MPI support
Is it possible to support MPI? SCS uses OpenMP to realize parallelism. However, when solving large-scale problems, we need MPI support to run them on HPC clusters. Now, SCS can run on only one node and solve SDP problems using the indirect linear system solver with a 4000*4000 variable matrix (about 16000000 variables and 32000000 constraints). If I plan to calculate larger problems, about with a 16000 * 16000 variable matrix, MPI is necessary.
afaik openmp is only used in two pragma calls (exp cone projection and over rows of y += A'*x accumulation). With these sizes you'll probably encounter numerical issues in eigendecomposition, MPI is not going to change it.
Do your problems have some additional structures (symmetry, sparsity, some algebraicness)? You'll be much better off exploiting those than trying to brute-force a large problem.
This is the code for the problem.
import numpy as np
import cvxpy as cp
cov = np.load( "cov.npy")
omega = np.array([[0, 1], [-1, 0]])
M = len(cov) // 2;
Omega = np.kron(omega, np.eye(M))
n = 2 * M
X = cp.Variable((n,n), symmetric=True)
constraints = [cp.bmat([[X, Omega], [-Omega, X]]) >> 0] # or constraints = [X-1j*Omega >> 0]
constraints += [cov - X >> 0]
prob = cp.Problem(cp.Minimize(cp.trace(X)), constraints)
prob.solve(solver = 'SCS',use_indirect=True,verbose=True)
I can calculate a not-bad analytical solution for this problem but I don't know how to use it to speed up the optimization. Although SCS supports warm start, it seems that only knowing the initial value of X seems insufficient to use it.
I've never used scs through python, but I recall for warmstart you need to provide both primal and dual variables.
what is in cov.npy? does it have any structure (sparse, symmetric, chordal, etc)?
cov.npy is a positive semidifinite matrix and satisfy the constraint that cov-1j*Omega positive semidifinite. I also have a julia version but it seams that the parallel efficiency is worse than python version
using LinearAlgebra
using JuMP
using SCS
omega = [0 1; -1 0]
M = div(size(cov)[1], 2)
Omega = kron(omega, I(M))
n = 2 * M
model = Model(SCS.Optimizer)
set_attribute(model, "linear_solver", SCS.IndirectSolver)
@variable(model, X[1:n, 1:n], PSD)
@constraint(model, [X Omega; -Omega X] in PSDCone())
# @constraint(model, LinearAlgebra.Hermitian(X-Omega*1im) in HermitianPSDCone())
@constraint(model, cov - X in PSDCone())
@objective(model, Min, tr(X))
optimize!(model)
yes, this I understand, but does cov.npy have any additional structure? :D
But the best speedup will be achieved by just not solving such large an optimization problem...
I don't think cov.npy have some additional structure. It is a covariance matrix of a gaussian state.
You can warm-start just some of the variables I think, SCS will set the others to zero.

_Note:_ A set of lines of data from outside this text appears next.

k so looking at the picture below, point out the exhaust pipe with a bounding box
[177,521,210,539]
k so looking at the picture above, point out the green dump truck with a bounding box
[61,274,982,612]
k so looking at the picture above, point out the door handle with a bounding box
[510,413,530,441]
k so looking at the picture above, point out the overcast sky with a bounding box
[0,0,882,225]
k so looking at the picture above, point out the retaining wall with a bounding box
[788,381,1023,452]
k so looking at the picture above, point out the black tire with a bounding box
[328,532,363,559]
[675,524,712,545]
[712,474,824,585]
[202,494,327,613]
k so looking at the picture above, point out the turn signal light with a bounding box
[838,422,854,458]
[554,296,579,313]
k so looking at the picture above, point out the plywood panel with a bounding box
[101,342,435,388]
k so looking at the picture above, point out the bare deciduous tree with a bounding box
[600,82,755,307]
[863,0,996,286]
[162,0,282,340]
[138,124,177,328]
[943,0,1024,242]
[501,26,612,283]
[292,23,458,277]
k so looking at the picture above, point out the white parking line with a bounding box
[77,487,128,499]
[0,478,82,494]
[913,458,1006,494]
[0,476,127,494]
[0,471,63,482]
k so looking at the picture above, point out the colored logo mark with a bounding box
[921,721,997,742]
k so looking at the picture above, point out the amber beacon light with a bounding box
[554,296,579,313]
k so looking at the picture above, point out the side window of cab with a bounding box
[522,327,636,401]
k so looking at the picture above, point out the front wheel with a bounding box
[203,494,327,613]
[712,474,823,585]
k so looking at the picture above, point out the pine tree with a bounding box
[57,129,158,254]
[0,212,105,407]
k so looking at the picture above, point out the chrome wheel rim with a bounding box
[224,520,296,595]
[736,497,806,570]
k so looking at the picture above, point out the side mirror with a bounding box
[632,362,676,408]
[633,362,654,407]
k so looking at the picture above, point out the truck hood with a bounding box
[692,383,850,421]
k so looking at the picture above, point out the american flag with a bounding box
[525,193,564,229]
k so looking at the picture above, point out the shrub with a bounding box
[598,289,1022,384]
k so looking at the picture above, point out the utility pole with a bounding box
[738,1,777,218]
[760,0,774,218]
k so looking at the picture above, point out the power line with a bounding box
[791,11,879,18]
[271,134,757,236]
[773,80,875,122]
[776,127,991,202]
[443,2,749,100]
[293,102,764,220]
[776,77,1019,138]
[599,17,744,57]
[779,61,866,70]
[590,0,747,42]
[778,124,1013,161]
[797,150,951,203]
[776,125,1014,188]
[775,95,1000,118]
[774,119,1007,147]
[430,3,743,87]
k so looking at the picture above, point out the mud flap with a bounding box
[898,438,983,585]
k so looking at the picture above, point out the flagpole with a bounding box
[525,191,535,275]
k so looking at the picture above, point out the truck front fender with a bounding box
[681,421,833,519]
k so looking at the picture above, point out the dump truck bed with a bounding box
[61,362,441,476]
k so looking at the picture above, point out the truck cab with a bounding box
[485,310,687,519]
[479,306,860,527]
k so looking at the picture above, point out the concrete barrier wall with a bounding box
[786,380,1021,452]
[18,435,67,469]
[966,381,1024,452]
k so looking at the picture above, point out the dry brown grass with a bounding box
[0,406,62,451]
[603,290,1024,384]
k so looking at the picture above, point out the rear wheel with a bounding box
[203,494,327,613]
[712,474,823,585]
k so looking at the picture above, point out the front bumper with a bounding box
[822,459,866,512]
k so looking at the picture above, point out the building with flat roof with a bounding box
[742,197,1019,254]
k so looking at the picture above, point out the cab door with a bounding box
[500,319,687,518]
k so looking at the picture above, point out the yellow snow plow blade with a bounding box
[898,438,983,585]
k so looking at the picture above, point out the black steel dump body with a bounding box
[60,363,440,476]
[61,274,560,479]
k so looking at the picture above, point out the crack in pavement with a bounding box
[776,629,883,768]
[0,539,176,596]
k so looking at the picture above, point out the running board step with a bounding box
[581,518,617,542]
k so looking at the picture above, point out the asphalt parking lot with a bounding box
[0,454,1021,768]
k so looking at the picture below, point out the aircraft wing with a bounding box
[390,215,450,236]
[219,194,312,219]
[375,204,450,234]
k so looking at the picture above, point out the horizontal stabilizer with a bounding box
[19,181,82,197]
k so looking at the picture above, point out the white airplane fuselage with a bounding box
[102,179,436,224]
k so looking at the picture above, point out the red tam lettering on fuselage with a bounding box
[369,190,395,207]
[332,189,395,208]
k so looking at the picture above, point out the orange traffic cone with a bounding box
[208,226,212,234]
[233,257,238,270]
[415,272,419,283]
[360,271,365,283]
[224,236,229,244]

But SCS is expecting the variables corresponding to the conic reformulation that CVXPY does under the hood, so you would need access to those. If you have one of the conic variables as a warm-start it should be possible to get reasonable (better than zero) warm-starts for the others too, using the KKT equations.
As for MPI, as @kalmarek says we only have OpenMP pragmas over a couple of minor routines, and your problem will likely be dominated by the eigendecomposition of the semidefinite cone variable. That being said, we do support MKL as the blas/lapack backend and that definitely uses multiple threads for the eigendecomp, it may even support MPI for clusters. That's probably your best bet.
Oh also the MKL pardiso direct solver is much faster than the indirect solver, I would recommend using the direct solver if you can.
Thanks for your reply. I've tried MKL pardiso direct solver. The time it took is simular to the indirect solver. Maybe I need to try other solvers or just use the analytical solution.
I am very surprised that the MKL pardiso solver requires about the same time as the indirect solver! It might be worth playing with the MPI settings (more threads or whatever) or the SCS solver settings to see if there is anything to squeeze out.
G.cov is a (992, 992) PSD matrix. The indirect solver is faster and the CPU usage of the two solvers are both ~90%
Can you post the entire output trace (or the very end)? I would be interested in seeing the total times / iterations for each.
Are you controlling the number of threads? I think you can do that with env variable OMP_NUM_THREADS. It might be worth tinkering with that a bit.
It seems that the preprocess of pardiso uses only one thread and takes a lot of time
Yes it's doing a factorization, I didn't realize that was done single-threaded, seems like a waste! That probably explains the slowdown for MKL then. In principle we could write an MKL indirect solver which would be faster, but that would take a little bit of work.